Animals in exhibitions
The laws surrounding zoos, aquariums and marine parks also vary across the different states and territories. In NSW, the Exhibited Animals Protection Act 1986 (NSW) and the Exhibited Animals Protection Regulation 2021 (NSW) govern how animals can be exhibited and the requirements for licences, approvals and permits. The latter provides several standards that animal exhibitors must comply with.

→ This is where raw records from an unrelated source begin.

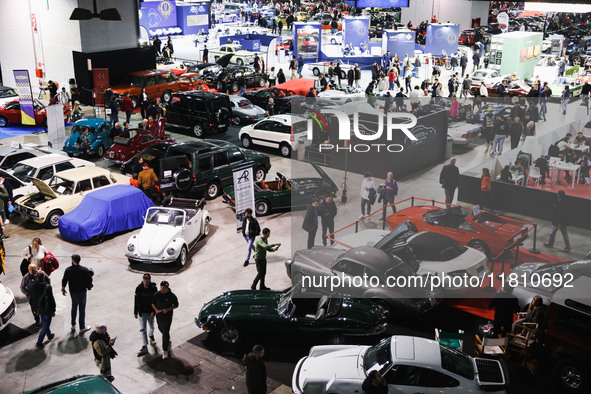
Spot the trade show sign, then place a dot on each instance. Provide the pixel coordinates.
(243, 193)
(25, 96)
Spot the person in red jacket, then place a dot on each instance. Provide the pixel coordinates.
(127, 106)
(485, 189)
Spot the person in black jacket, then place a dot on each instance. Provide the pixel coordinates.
(42, 298)
(250, 230)
(327, 211)
(310, 224)
(559, 221)
(79, 280)
(256, 372)
(142, 309)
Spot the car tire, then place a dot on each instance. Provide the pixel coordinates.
(213, 190)
(52, 220)
(198, 130)
(260, 173)
(481, 247)
(262, 207)
(246, 142)
(285, 150)
(229, 335)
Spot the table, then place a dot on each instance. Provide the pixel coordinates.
(574, 168)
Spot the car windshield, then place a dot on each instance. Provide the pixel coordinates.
(378, 357)
(456, 362)
(61, 186)
(7, 93)
(23, 172)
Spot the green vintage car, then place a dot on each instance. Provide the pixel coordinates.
(285, 193)
(88, 384)
(240, 313)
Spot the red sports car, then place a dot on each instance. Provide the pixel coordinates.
(11, 113)
(125, 147)
(489, 233)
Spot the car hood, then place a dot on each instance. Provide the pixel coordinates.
(152, 239)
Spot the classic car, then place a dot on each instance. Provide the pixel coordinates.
(40, 167)
(99, 131)
(277, 131)
(124, 148)
(78, 384)
(170, 231)
(409, 365)
(489, 233)
(158, 84)
(284, 193)
(11, 113)
(65, 191)
(425, 252)
(318, 68)
(105, 212)
(7, 305)
(241, 56)
(310, 266)
(244, 112)
(278, 313)
(574, 85)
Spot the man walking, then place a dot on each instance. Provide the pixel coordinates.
(250, 230)
(449, 178)
(142, 310)
(310, 224)
(163, 303)
(261, 247)
(79, 280)
(559, 221)
(328, 210)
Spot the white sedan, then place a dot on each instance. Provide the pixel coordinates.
(425, 252)
(277, 131)
(409, 365)
(169, 232)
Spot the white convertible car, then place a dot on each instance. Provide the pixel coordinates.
(425, 252)
(169, 232)
(409, 365)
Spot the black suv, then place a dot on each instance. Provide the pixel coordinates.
(203, 112)
(206, 166)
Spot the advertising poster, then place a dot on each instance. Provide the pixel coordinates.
(25, 96)
(243, 194)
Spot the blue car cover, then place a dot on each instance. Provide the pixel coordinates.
(106, 211)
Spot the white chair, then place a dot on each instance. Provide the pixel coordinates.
(534, 173)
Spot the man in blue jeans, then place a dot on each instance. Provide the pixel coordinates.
(79, 280)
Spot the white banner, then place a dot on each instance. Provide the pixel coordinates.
(243, 194)
(56, 132)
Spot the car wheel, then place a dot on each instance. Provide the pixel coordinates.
(246, 141)
(262, 207)
(285, 150)
(570, 374)
(336, 339)
(260, 173)
(481, 247)
(230, 335)
(198, 130)
(213, 189)
(53, 218)
(182, 259)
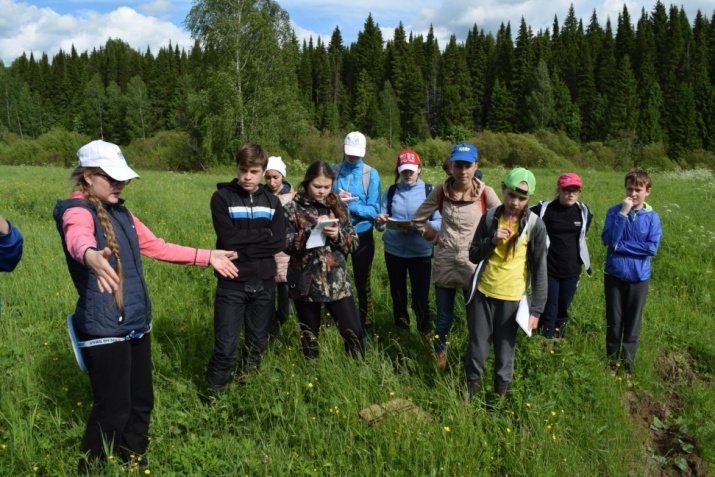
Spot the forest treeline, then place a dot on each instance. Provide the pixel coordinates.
(649, 83)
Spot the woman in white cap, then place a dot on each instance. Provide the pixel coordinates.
(102, 242)
(406, 251)
(359, 186)
(276, 181)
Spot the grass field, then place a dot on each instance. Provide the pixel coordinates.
(568, 415)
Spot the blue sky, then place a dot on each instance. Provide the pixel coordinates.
(47, 26)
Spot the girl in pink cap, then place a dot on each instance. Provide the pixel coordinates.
(567, 222)
(102, 242)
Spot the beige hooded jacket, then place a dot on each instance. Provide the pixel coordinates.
(460, 216)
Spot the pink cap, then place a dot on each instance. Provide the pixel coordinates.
(408, 160)
(569, 179)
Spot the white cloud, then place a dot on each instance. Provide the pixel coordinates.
(43, 30)
(157, 8)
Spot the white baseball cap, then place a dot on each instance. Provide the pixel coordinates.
(275, 163)
(355, 144)
(108, 157)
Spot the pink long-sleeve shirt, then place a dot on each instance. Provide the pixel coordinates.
(78, 227)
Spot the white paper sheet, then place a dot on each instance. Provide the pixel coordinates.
(523, 314)
(395, 224)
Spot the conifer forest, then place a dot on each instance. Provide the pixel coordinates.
(648, 76)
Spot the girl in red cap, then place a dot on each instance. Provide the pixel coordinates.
(567, 222)
(406, 251)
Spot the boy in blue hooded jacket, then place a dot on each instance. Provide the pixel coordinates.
(632, 234)
(10, 247)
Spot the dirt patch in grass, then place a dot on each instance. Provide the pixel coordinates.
(670, 451)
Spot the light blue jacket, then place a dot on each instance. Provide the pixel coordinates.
(631, 242)
(407, 199)
(364, 210)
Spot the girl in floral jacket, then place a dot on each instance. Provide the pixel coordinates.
(328, 278)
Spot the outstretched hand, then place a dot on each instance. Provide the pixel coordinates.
(221, 261)
(96, 261)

To improve national consistency, the Agricultural Ministers Forum endorsed the Australian Animal Welfare Standards and Guidelines for Exhibited Animals in 2019, which contains standards for the welfare of animals used for exhibition purposes. They include general standards and guidelines and specific standards and guidelines for the exhibition of koalas, wombats, kangaroos, wallabies, crocodilians and flightless birds. The standards apply to those who are responsible for caring and managing the exhibition of such animals and set out a minimum industry standard. However, the effect of these standards is largely dependent on each jurisdiction implementing them in their legislation. At the time of of writing, most states and territories are still either in the process of implementing or considering these standards and guidelines.
Conclusion
When thinking about the legal regime applicable to animals in Australia, it is important to understand the specific circumstances of the animal. An animal in Australia may find itself subject to different legislation depending on: (i) what kind of animal it is; (ii) which context it finds itself in (e.g. farm, zoo or laboratory); and (iii) which state or territory it is in.
However, whilst there is still a long way to go to achieve animal justice in Australia, the current proposed reforms show that Australia is moving in the right direction.